Lei non si mosse, mentre sullo sfondo vedevo i tre vampiri e Tyler che si artigliavano il capo, cercando di sfuggire al dolore che la strega stava provocando.
«Te lo ripeto un’ultima volta: lasciali andare».
Di nuovo, lei non rispose, mentre un altro spasmo colpì Damon.
Io socchiusi gli occhi e mi opposi al suo potere sentendolo vacillare. Anche Amaya se ne accorse e tentò disperatamente di controbattere. Inspiegabilmente, i gemiti dei miei amici cessarono: il giogo di Amaya era infranto.
Da quando ero diventata vampira avevo sempre esercitato la magia, eppure mai a questi livelli. Facevo piccoli incantesimi, quel tanto che mi bastava per sopravvivere, per celare la mia natura di non morta e mantenere l’anonimato. Niente che si avvicinasse a quanto stavo sperimentando in quel momento. Mi sentivo potente, invincibile: e, con un filo di apprensione, mi accorsi che mi piaceva quella sensazione.
Damon e gli altri si rialzarono: sentivo gli occhi di tutti su di me e quelli di Damon mi osservavano con la bramosia con cui un condannato a morte desidera la grazia.
«Come hai fatto?» domandò Amaya, sempre più guardinga.
«Non posso permettere che tu faccia del male alle persone che amo».
Amaya si raddrizzò. «Non sei in grado di contrastarmi».
In quell’istante, un paletto di legno si materializzò nella sua mano.
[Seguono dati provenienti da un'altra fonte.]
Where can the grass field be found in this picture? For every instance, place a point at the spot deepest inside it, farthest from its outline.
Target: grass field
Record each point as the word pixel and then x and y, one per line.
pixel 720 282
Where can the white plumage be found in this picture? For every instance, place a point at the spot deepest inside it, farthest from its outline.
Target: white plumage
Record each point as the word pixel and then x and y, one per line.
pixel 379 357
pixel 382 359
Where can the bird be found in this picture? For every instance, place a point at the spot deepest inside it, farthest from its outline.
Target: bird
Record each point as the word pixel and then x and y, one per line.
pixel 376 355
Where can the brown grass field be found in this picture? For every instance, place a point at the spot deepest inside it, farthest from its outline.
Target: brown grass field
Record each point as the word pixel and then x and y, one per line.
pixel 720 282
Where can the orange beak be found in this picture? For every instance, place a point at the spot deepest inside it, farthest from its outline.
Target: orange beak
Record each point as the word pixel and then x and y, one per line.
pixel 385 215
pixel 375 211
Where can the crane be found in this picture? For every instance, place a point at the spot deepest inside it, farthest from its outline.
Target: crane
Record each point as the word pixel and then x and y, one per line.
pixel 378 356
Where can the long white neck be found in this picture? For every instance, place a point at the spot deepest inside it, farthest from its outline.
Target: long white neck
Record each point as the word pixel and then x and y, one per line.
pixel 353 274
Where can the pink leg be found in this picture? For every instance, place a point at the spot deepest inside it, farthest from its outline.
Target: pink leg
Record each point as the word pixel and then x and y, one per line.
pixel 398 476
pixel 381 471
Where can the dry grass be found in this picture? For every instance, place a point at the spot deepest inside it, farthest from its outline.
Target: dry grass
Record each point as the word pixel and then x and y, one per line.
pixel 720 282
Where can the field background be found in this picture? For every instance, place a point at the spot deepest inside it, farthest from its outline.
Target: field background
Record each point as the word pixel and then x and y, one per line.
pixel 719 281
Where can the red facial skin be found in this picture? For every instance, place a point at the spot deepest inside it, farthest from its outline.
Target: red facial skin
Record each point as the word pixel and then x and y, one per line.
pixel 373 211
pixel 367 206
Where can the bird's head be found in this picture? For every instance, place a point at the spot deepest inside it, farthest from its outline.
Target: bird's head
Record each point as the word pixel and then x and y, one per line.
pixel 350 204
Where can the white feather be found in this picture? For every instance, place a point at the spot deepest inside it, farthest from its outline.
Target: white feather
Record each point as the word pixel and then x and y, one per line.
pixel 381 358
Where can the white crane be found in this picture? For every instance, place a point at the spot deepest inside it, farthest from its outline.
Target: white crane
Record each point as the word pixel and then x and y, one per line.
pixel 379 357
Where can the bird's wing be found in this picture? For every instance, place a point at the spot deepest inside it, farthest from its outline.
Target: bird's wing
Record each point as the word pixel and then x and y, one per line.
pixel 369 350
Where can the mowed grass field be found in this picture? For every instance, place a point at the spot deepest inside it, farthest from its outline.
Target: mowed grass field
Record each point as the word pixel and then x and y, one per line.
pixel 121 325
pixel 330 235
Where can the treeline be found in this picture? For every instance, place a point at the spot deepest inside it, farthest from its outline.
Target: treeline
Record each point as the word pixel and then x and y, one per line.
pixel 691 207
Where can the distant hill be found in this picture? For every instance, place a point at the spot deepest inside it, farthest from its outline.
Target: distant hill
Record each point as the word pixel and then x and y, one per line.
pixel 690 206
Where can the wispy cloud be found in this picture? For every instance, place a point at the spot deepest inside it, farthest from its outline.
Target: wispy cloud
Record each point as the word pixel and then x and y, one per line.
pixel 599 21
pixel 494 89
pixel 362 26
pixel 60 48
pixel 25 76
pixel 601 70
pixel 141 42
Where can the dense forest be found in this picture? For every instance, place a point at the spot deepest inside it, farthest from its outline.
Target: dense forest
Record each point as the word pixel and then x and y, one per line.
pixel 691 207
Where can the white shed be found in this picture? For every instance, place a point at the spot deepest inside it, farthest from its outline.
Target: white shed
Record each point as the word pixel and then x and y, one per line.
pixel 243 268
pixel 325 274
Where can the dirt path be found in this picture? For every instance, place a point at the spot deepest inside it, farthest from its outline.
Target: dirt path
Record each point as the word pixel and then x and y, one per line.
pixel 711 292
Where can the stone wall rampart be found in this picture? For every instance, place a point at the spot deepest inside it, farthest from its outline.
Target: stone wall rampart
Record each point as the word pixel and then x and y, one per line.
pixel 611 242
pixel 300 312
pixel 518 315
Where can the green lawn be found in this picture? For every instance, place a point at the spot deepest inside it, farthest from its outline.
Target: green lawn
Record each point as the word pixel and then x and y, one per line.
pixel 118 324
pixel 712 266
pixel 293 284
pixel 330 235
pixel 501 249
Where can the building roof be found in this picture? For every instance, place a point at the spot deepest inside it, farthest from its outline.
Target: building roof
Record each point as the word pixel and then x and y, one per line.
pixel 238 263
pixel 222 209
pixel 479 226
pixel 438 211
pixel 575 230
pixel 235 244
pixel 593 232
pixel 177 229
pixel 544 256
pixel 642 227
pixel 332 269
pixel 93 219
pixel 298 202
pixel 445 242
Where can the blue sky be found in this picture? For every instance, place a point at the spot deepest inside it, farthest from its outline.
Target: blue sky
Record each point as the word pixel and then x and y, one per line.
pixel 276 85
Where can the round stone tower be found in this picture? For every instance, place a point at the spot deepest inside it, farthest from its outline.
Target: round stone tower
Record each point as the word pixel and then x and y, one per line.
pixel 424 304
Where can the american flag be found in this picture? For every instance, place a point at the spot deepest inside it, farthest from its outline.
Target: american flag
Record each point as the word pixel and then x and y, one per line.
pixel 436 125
Prima ancora che registrassi l’informazione, l’aveva già lanciato verso Damon.
Il mio non fu un impulso cosciente ma sentii la magia fluire fuori da me. Bloccai il paletto a mezz’aria ad un palmo dal petto di Damon. Lui guardò me, stupito, poi tornò ad osservare il cavicchio che girava su se stesso e ripartiva nella direzione opposta. Amaya non si mosse ma lo disintegrò mentre era in volo. Eppure era sempre più preoccupata.
E il suo nervosismo peggiorò quando innalzai una barriera per proteggere Damon e gli altri. Chissà come quelle cose mi venivano così naturali.
«Questa cosa è fra me e te, Amaya».
Damon colpì il muro invisibile che ci separava con il pugno.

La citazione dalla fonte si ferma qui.